As someone who was most recently at a foundation that closed its doors due to the Madoff Ponzi scheme, I approached the “Investing in Uncertain Times” session with a heightened level of interest. Jeffrey Solomon (Andrea and Charles Bronfman Philanthropies) set the stage by providing context: due to Madoff, 51 foundations died, 143 were affected. With such a provocative beginning, he shared the warning sign that kept one foundation from investing and noted that “social prominence did not trump due diligence.”
Melissa Berman (Rockefeller Philanthropy Advisors) underscored how many Ponzi schemes are built on relationships and trust, oftentimes exploiting those “built in the sacred, not secular, world that does not have to do with data and facts.” But in the face of broken trust in established relationships and vehicles, she highlighted this as an opportunity to explore strategies like mission-related investments, which offer the opportunity to expand the capacity of foundations, especially when assets may be down.

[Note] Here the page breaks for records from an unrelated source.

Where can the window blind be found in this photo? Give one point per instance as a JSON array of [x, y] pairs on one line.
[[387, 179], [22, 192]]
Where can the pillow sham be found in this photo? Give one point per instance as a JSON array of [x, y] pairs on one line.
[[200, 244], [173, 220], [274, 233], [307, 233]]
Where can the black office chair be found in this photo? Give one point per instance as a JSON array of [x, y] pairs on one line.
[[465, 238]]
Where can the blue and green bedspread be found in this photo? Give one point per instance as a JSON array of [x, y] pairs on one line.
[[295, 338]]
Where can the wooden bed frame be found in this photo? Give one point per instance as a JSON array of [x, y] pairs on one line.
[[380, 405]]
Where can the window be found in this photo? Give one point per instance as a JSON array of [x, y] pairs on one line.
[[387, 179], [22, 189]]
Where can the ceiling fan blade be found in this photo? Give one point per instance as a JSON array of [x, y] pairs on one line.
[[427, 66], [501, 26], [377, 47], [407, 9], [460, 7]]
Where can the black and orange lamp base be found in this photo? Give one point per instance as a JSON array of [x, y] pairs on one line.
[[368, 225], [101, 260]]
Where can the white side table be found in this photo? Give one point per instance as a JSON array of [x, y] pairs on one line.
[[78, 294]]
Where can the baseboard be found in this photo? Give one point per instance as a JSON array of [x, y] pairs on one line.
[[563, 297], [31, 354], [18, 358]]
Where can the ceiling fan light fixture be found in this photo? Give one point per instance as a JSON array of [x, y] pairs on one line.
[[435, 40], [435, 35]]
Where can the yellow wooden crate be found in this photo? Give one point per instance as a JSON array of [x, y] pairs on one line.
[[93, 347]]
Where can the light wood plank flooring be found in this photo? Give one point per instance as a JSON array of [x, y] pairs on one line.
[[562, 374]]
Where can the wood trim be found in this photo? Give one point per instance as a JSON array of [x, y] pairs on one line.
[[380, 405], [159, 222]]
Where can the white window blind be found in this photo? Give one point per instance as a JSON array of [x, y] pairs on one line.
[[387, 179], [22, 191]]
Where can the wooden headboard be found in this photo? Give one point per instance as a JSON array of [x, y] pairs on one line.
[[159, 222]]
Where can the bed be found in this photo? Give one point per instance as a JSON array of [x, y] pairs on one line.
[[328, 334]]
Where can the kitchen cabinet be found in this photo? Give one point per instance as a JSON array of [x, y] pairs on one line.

Mark Charendoff, President of the Jewish Funders Network, shared the response from the Jewish funding community in the aftermath of the news. During Christmas week, 30 funders gathered together to figure out how to react, willing to work with funders they never met before in order to help grantees. The group offered interest-free loans of up to $300,000/year to groups, used existing relationships with lawyers and other professionals to provide pro-bono services for grantee organizations, and tapped existing networks to help connect those affected to potential new grants and opportunities.
Earlier in the morning, in reference to working with grantees, Bloomberg had quipped: “In God we trust; everybody else, bring data.”
In this session, funders took that lesson to heart. The session took a moment of tragedy for the philanthropic community and turned it into a teachable moment.
Kaberi Banerjee-Murthy is a board member of Resource Generation.